BUCHAREST. Several dozens of members of the Jewish community in Romania denounced on Wednesday the authorities’ indifference” after over 130 graves and over 100 monuments were destroyed in the Jewish Cemetery in Bucharest last week.
Unknown vandals knocked over and in some cases destroyed the headstones in the cemetery where at least 35,000 Jews are buried, including victims of the Holocaust.
The desecration took place during the Jewish holiday of Simchat Torah.
Police opened an investigation but assured that it was not an anti-Semitic action.
“All devastated tombs are mine,” renowned Romanian actress Maia Morgenstern declared during a gathering at the cemetery, complaining about what she called the bureaucratic and administrative indifference.
She added that local authorities intend to transform the unacceptable in acceptable and underlined the lack interest displayed by authorities.
Romanian Elie Wiesel Institute executive director Alexandru Florian declared that in Romania there are not only indirectly racist expressions or symbols but also actions based on such thinking.
“One week ago, anti-Semitic violence has reached its peak,” he added.
At the meeting, he read letters from both the President and the Prime Minister’s Chancellery condemning such acts.
Two weeks ago Romanian Prime Minister Calin Popescu Tariceanu announced the construction of a monument dedicated to the victims of the Holocaust in the centre of Bucharest.
The European Jewish Congress (EJC) has called on the Romanian government to take measures to find those responsible.”We urge the government to see that justice is carried out and to promote a policy of tolerance and education in Romania in order to prevent such actions. This is the most relevant response,” said Moshe Kantor, the EJC’s president.
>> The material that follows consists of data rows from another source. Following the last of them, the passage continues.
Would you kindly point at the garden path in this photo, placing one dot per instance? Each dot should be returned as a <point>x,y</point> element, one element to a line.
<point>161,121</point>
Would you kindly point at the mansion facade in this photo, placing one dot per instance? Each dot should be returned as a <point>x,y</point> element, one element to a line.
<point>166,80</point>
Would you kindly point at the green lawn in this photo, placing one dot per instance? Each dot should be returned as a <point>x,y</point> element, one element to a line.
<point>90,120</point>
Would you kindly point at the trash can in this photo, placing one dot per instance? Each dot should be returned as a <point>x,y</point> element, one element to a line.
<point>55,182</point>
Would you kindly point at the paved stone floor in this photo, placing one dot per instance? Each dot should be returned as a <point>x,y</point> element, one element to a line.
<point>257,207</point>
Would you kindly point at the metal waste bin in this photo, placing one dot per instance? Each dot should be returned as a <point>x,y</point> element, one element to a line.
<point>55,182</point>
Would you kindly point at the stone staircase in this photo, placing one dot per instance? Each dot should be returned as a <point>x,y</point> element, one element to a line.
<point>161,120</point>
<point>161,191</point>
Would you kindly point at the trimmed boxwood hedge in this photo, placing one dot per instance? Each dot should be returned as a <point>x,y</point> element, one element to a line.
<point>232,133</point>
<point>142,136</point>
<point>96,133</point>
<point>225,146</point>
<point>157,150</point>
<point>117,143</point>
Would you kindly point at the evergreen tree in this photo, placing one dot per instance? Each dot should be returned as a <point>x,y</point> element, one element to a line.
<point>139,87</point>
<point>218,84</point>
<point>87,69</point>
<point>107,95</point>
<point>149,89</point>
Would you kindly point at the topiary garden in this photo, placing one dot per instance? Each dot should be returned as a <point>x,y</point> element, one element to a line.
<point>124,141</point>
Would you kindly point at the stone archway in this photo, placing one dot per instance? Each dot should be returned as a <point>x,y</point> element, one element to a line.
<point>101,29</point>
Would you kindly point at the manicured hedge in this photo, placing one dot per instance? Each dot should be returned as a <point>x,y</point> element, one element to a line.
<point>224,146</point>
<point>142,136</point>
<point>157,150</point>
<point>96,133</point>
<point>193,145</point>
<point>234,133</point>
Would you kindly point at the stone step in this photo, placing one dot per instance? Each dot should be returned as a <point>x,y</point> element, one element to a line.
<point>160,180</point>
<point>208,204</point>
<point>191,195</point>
“Condemnation of these attacks is important, but it is equally important that justice is achieved. The EJC is committed to developing tools and educational programs to encourage tolerance and understanding in Europe.”
Around 400,000 Romanian Jews were killed by the Nazi regime during WWII.
Romania has struggled to come to terms with its role in the Nazi extermination of Jews. It denied any participation in the Holocaust until an international commission chaired by Nobel Peace Prize laureate Elie Wiesel said in 2004 that Romanian authorities had killed up to 380,000 Jews in territories under their control.
Under pro-Nazi Marshal Ian Antonescu, Romania became a German ally in 1940 but switched sides just before the war ended.
The Jewish community currently numbers around 10,000 people.